The diplomat and the Turkish pilot quarreled over traffic, al-Duwaikh claimed, suggesting that Lt. Col. Karakuş started shouting at the diplomat inside the embassy car but that it was not the Kuwaiti diplomat who attacked the pilot.

“The pilot came and shouted ‘You are Arabs, Syrians,’ The diplomat and the driver kept silent. Our language is different from your language. The Kuveyt Türk camera shows that they entered into the bank. Then they found him [the pilot] hitting the car. People in the street said, ‘What is happening?’ and they gathered around the car. I think somebody from the street, they clashed with him. But our diplomat and his driver were inside the bank during that attack,” the ambassador said.

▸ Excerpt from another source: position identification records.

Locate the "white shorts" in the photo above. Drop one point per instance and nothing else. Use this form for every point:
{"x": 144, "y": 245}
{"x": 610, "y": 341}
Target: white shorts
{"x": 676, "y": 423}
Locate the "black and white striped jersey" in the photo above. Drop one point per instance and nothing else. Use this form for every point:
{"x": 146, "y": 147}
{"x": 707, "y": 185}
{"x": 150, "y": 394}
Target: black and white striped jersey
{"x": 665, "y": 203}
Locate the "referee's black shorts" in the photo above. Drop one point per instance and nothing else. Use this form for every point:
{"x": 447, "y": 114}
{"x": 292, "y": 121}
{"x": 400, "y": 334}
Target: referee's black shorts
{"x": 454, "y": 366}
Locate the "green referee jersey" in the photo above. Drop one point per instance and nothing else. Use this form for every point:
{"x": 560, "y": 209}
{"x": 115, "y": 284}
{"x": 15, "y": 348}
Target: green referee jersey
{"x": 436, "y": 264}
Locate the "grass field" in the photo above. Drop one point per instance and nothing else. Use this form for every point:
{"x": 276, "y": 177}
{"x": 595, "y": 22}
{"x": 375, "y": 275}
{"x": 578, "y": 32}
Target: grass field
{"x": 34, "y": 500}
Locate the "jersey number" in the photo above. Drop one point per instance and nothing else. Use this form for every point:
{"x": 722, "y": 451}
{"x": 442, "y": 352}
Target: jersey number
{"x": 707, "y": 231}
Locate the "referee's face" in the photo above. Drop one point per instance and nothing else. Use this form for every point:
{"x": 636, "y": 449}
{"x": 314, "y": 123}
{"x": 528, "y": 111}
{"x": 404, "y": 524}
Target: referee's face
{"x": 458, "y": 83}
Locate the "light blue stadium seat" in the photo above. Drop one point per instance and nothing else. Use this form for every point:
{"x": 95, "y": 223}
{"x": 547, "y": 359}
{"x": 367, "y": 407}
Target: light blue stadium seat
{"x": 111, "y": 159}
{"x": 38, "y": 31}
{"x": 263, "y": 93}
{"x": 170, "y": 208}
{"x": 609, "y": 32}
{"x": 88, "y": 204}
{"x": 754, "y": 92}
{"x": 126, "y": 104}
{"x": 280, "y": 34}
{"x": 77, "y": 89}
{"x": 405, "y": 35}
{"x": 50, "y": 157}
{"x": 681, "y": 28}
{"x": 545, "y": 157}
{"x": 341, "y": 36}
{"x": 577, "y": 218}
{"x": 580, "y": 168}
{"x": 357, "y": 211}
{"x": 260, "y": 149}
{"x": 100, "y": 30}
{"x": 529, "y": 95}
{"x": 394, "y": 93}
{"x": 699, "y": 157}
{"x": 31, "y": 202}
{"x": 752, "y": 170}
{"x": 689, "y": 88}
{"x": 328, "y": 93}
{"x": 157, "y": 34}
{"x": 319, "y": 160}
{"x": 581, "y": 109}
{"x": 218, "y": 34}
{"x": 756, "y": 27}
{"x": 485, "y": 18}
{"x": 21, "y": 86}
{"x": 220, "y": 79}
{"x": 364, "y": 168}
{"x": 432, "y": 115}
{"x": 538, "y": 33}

“Unfortunately, the pilot hit the car. There is a photo of him hitting the car. We have given it to the judiciary and the Turkish Foreign Ministry,” he added.

“We are sorry about what happened to the pilot. Whether he is a pilot or he is a poor man. We don’t want anybody to be hurt,” al-Duwaikh said.

The Foreign Ministry is now awaiting the outcome of the court procedure.

Karakuş, who is the son-in-law of Turkish Air Force General Akın Öztürk, received a medical report in which doctors determined he could not work for 20 days. The couple had been taking their 6-day-old baby to the hospital for a vaccination when the incident occurred.